Sunday, May 09, 2010

what to do in ho chi minh city

this should really be called 'what i did in ho chi minh city' because all i can comment on is what i saw and did in my short time in the city.

but here goes nothing.

i visited reunification palace, where i joined an hour long tour that provided little more information than you could read on the placards, but it did give some context to the giant building and why it is important.  it used to be the presidential palace before the south lost the war and now it is a big, rather empty building showing the president's old stuff.  i am not quite sure if the communist guidebook outlines how to make museums really empty and less interesting than they could be, but cuba and vietnam seem to have been forming the same interpretation.

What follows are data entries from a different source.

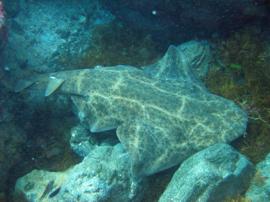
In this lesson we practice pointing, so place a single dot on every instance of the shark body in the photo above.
(162, 113)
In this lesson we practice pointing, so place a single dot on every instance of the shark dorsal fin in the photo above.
(53, 85)
(23, 84)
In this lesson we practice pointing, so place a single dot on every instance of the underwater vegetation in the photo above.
(243, 76)
(115, 43)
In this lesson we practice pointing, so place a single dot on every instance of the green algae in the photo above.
(246, 83)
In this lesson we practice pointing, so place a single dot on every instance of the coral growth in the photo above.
(243, 76)
(115, 44)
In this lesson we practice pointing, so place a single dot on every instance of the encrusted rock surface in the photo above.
(46, 36)
(214, 174)
(259, 191)
(102, 176)
(12, 139)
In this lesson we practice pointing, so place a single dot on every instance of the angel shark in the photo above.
(162, 113)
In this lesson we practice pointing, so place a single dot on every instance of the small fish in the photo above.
(48, 189)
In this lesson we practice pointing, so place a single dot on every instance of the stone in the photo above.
(48, 36)
(259, 190)
(12, 140)
(162, 113)
(216, 173)
(102, 176)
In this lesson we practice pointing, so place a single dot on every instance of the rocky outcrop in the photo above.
(259, 191)
(12, 139)
(47, 36)
(214, 174)
(102, 176)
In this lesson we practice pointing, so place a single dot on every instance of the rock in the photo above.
(259, 191)
(185, 19)
(12, 139)
(173, 117)
(46, 36)
(102, 176)
(214, 174)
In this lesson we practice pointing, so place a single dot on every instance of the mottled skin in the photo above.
(162, 113)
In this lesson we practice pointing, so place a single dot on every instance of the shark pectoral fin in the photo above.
(53, 85)
(23, 84)
(145, 146)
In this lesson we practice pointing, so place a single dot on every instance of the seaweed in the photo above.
(244, 78)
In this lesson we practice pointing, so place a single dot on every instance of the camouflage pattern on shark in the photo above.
(162, 113)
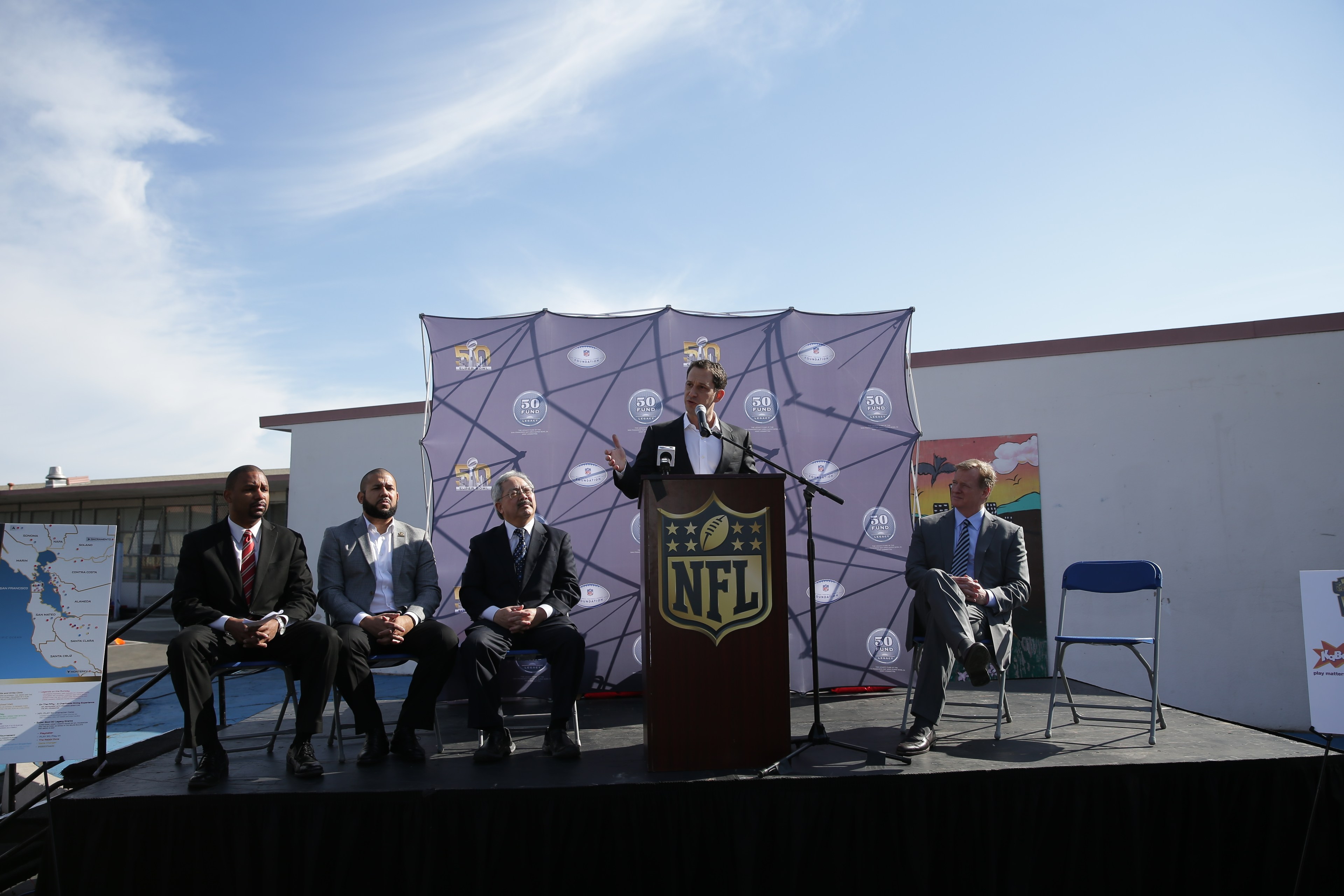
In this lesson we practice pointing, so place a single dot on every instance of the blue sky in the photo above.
(213, 211)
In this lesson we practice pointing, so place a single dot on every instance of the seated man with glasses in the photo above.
(518, 586)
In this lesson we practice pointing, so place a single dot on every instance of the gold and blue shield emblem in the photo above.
(716, 569)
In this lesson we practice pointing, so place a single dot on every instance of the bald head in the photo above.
(378, 498)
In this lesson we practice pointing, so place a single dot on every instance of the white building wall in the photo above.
(1217, 461)
(327, 461)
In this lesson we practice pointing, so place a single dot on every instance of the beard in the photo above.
(379, 514)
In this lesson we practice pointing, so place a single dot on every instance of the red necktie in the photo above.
(249, 566)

more interesting, as museums go, but not any more coherent and a hell of a lot more biased, is the war remnants museum.  where you can learn that all the atrocities committed during the vietnam war (or american war, as it called in these parts) were the americans' fault.  you can also learn that much of the world supported the north's struggle against the americans and that the north was innocent of war crimes.  i cannot imagine what it would be like to be an american in that museum.  but bill clinton visited hanoi a few years back so all is well between the two former enemies, i guess.

i shopped at a few great little spots in the dong khoi area, stopped for a pedicure and a foot massage (that miraculously included a head, back, and shoulder massage) after a long day's walking around the streets,  and i browsed the crammed rows of stalls at the ben thanh market, where there are knock-offs, t shirts, food stuffs, and knick knacks galore.

i popped into the notre dame cathedral during sunday morning mass and marvelled at the old post office next door and smiled at the hundreds of moto drivers hanging out outside of the church, waiting for their clients.

after hiring a cyclo driver, i risked my life on wild roundabouts with motorised vehicles to get to the jade emperor pagoda, where apparently it must be lucky to buy and then release baby turtles into the pond outside because there are thousands of turtles living in rather cramped conditions.

a few times a day, i enjoyed an iced coffee, sometimes black and sometimes with milk.  these things are truly amazing.

most of my time was spent wandering the streets with my camera and trying not to stare at the women selling anything and everything on the streets, wearing pointy straw hats, and facemasks or the motorbikes driving by me with trees, huge televisions, or entire families on them.

although i am really enjoying moving at my own pace and making all the decisions on what to see, do, eat, and drink, there have been so many times where i have wanted to turn to someone beside and make a comment about something i had seen in the city.  i suppose that is the trade off for travelling alone.  or planning a trip in two weeks and not being able to coerce anyone into joining me!


Anonymous said...

i LOVE iced it available in decaf?

J. said...

I have spent more time in Vietnam than in any other place outside of my home country. It's my favorite place on the planet (although I prefer Ha Noi to HCMC).